恋愛条件



『えっと、奥村彩織です。皆を影から支えられるマネージャーになれるよう頑張ります。よろしくお願いします』



そしていよいよあたしの番。


人前に出るの苦手だし、うまく言えるか分からないけど…。


ここはしっかりしないと、だよね。


あたしは覚悟を決め、口を開いた。



『1年の早川鈴音です。多少人見知りなところもありますが…気軽に声かけてくれると嬉しいです…!よろしくお願いします!』



言い終えるとあたりはしーんと静まり返っている。


………もしかして失敗しちゃった!?


1人で不安になっていると



『『『可愛いー!』』』



体育館を越えて校舎にまで響くんじゃないかと心配になるほど部員達の声が響き渡った。


─────────え?でも待って。


可愛いってあたしが?


………ありえない。


だって!


普通に彩織さんたちの方が可愛いし。


おかしいよ~……。


興味津々な彼らの目線にどうしようかと戸惑っていると。



『こら、あんたたちあんまり鈴音怖がらせないでよね!鈴音が困るでしょーが!』



詩羽さんの助け舟のおかげでなんとかあの状況から脱することができた。



『詩羽さん…ありがとうございます』



『いーのいーの。
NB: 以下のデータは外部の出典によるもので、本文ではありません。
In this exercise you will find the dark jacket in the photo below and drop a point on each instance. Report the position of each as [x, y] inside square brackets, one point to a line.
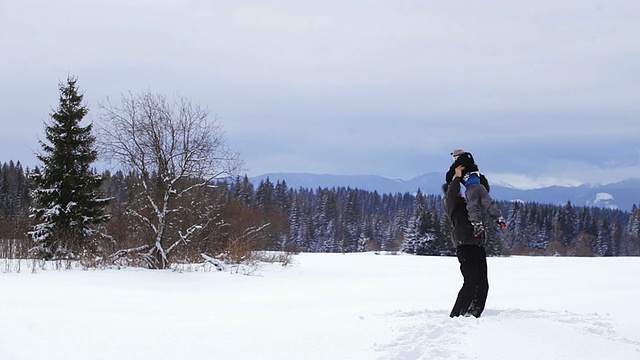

でも…可愛い子は大変だね(笑)』



『鈴音ちゃん、本当お人形さんみたいだもんね』



それ、彩織さんには言われたくない気が…。



『ま、3人でこれから頑張ろ!鈴音も入部するでしょ?』



『もちろんです!』



こんな楽しい部活、入らなきゃ損だよ。


こうして慌ただしい1日目の部活は終わりを告げたのだった。













そして着替えを済ませ、帰ろうと下駄箱へ行くと。


男バスの1年生が玄関でなにやら集まっていた。


……何してるんだろ。


そう思いながらその場を通り過ぎようとした時。